The literature since 1995 has provided a complex interplay of policy professional and practice streams which have been more or less aligned over the years. The literature has reframed the debates on implementation of the radiographer reporting role and has been instrumental in shaping clinical practice. There has been clear influence upon both meso (professional body organisations) and macro-level (governmental/health service) agendas, policies, and guidance that have shaped change at micro-level NHS Trust organisational levels. There is evidence of a shift in culturally intrenched legacy perspectives within and between different meso-level professional bodies around skills mix acceptance and role boundaries. This has helped shape capacity building of the reporting workforce and radiographer skills development.

The enabling evidence provides clarity and definition of the X-ray radiographer reporting role, and its efficacy, utility, and clinical validity, and is seen as beneficial to the healthcare service, particularly in light of mounting patient demand pressures. The enabling drivers found within the evidence included radiographers reporting all patient groups, ages and referral pathways to evidence the role beyond task dependent activities.

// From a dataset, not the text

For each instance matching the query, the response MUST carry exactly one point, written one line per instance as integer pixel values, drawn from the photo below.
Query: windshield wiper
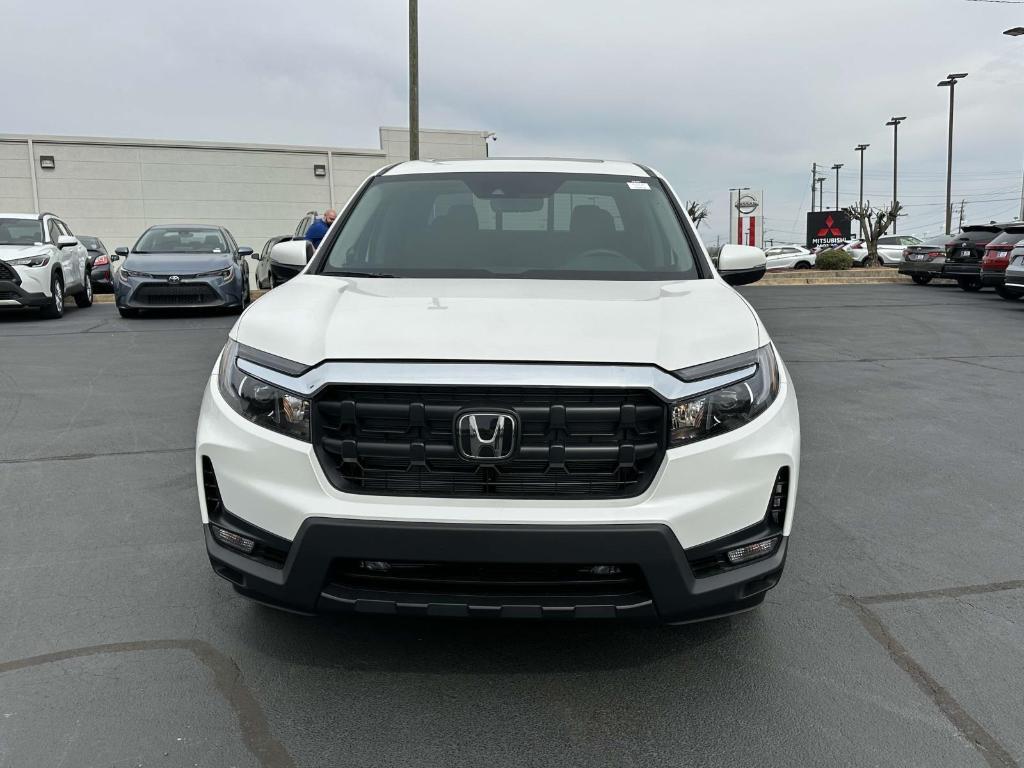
(348, 273)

Nevertheless, some challenges and barriers at the meso and micro-level were identified, predominately due to professional body slowness to endorsing team working and implement skills mix roles. Workforce shortages remain a consistent barrier and limit the capacity of reporters (both radiology registrars and diagnostic radiographers). With funding and training numbers the main limiting factors halting future growth of the workforce to provide consistent reporting staff to address the increasing demand of patient referrals, which requires addressing at the macro national level to adequate address service delivery shortfalls.

Future work would do well to interweave the patient perspective of reporting delays, workforce and skills mix, which is currently lacking in the published literature. As well as census surveying of reporting radiographers employed within NHS Trusts in England to guide workforce planning and sustainability of the role to support macro-level governmental healthcare priorities.